COME POSSO FARE PERCHE' FACCIA QUEL CHE DEVE?
Un’educatrice di Moncalieri ci chiede: fino a che punto arriva la mia responsabilità di educatore verso il ragazzo di cui mi occupo?
Questa settimana rispondiamo alla domanda di un'educatrice di Moncalieri (To) che, per quattro ore alla settimana, si occupa di un ragazzo per dargli ripetizioni. Ma lui si dimostra svogliato nello studio e difficile da gestire. La sua famiglia non lo segue e l’educatrice si sente responsabile nei suoi confronti.
“L’ho spronato in tutti i modi. Ma niente [...] Come posso fare perché faccia quel che deve?”
Questo è il suo interrogativo. Dunque, che cosa può fare per indirizzarlo verso l’entusiasmo e la voglia di fare?
Lo Spiazzo prova a darle dei suggerimenti in proposito…
Possiamo sviluppare la risposta su tre piani: il piano dell’educatore, il piano della famiglia e il piano del ragazzo.
Il piano dell’educatore
Il piano dell’educatore è il primo da cui si deve partire e si connette direttamente alla responsabilità: qual è la tua responsabilità? È forse quella di salvare la vita di questo ragazzo scendendo in battaglia? No…
È quella di stimolare i suoi lati positivi e aiutarlo a rafforzare i suoi strumenti affinché possa affrontare al meglio la sua vita.
Il piano della famiglia
La tua responsabilità educativa si connette direttamente con quella del secondo piano: quello della famiglia. È vero, tu ci racconti che questo ragazzo ha passato momenti non belli, e che la sua famiglia è problematica. È normale che ci sia un po’ di annebbiamento o, almeno, è comprensibile. Quello che l’educatore può fare sul piano familiare è “provare”, nelle due accezioni del termine: “provare” nel senso di “insistere” e nel senso di “rendere lampante”.
Ecco allora che dobbiamo cercare delle prove concrete per convincere la famiglia che questo ragazzo può fare di più, nonostante tutto, che bisogna provare ad essere ben saldi come figure educative, per non peggiorare le cose.

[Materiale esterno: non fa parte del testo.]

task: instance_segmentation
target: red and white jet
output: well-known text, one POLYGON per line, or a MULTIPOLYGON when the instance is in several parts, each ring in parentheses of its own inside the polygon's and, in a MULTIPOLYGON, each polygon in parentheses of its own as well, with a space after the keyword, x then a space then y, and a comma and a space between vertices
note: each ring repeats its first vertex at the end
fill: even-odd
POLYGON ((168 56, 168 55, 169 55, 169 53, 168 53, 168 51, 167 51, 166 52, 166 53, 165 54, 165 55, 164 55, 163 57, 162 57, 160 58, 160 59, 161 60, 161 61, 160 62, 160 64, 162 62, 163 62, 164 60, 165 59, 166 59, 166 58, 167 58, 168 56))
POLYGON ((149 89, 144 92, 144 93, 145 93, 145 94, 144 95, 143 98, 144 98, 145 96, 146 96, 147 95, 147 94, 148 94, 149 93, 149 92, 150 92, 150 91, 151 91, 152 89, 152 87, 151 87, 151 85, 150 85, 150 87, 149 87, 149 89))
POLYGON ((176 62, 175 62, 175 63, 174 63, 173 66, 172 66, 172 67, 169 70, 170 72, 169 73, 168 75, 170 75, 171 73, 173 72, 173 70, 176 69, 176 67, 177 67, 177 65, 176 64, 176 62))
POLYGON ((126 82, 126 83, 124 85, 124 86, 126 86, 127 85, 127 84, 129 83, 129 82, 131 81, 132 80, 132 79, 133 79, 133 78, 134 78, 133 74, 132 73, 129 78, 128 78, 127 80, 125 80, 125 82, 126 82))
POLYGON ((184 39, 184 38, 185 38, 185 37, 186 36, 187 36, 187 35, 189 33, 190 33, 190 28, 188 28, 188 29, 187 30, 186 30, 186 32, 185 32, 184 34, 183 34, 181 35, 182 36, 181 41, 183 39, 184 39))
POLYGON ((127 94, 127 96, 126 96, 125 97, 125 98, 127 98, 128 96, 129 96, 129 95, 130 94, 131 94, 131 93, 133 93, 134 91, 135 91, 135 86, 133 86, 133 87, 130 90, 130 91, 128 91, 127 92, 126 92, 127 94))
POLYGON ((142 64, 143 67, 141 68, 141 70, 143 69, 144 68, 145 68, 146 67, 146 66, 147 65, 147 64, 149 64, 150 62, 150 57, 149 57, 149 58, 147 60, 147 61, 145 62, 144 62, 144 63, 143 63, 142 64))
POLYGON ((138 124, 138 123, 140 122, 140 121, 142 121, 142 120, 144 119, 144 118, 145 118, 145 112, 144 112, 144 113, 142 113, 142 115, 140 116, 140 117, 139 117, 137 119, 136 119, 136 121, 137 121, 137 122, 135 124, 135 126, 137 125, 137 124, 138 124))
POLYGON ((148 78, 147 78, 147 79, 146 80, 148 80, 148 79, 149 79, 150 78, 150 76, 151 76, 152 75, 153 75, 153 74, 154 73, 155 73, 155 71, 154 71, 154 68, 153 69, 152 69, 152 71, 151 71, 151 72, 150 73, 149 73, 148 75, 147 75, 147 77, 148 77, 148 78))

Bisogna poi spingere la famiglia a entrare nella “rete”. In questo caso, cercare un contatto più costante con gli insegnanti (per capire realmente quali sono le lacune didattiche e di socialità) potrebbe essere un buon punto di partenza; oppure far uscire il ragazzo di casa per entrare in luoghi “protetti”, sani ed educativi, con i quali sia tu, sia la mamma, possiate restare in contatto per costruire, ancora una volta, una rete stabile (vedi ad esempio l’oratorio del paese, centri sportivi, …).
Il piano del ragazzo
Il terzo piano è quello del ragazzo, o meglio, della sua motivazione. Non stancarti mai di cercare di capire che cosa gli interessi veramente: non la materia che preferisce, ma cosa sia per lui bello e interessante. Anche se non sembra, c’è sempre un 5% di buono da cui partire per far leva su tutto il resto. Cerca un dialogo con lui, in modo che capisca che sei stata a scuola anche tu, che conosci le difficoltà, ma che c’è anche del bello… Sì, dov’è il bello della scuola per lui? Provate a trovarne uno insieme, ma soprattutto ricordati che qualsiasi metodo educativo richiede di saper aspettare. Consapevoli che forse non vedremo mai il frutto dei nostri interventi educativi (per quanto marginali possano essere), l’unica cosa che possiamo fare è portare il meglio di noi stessi, per poter dire con trasparenza: “Io so che ce la puoi fare, adesso mettiamoci in cammino insieme”.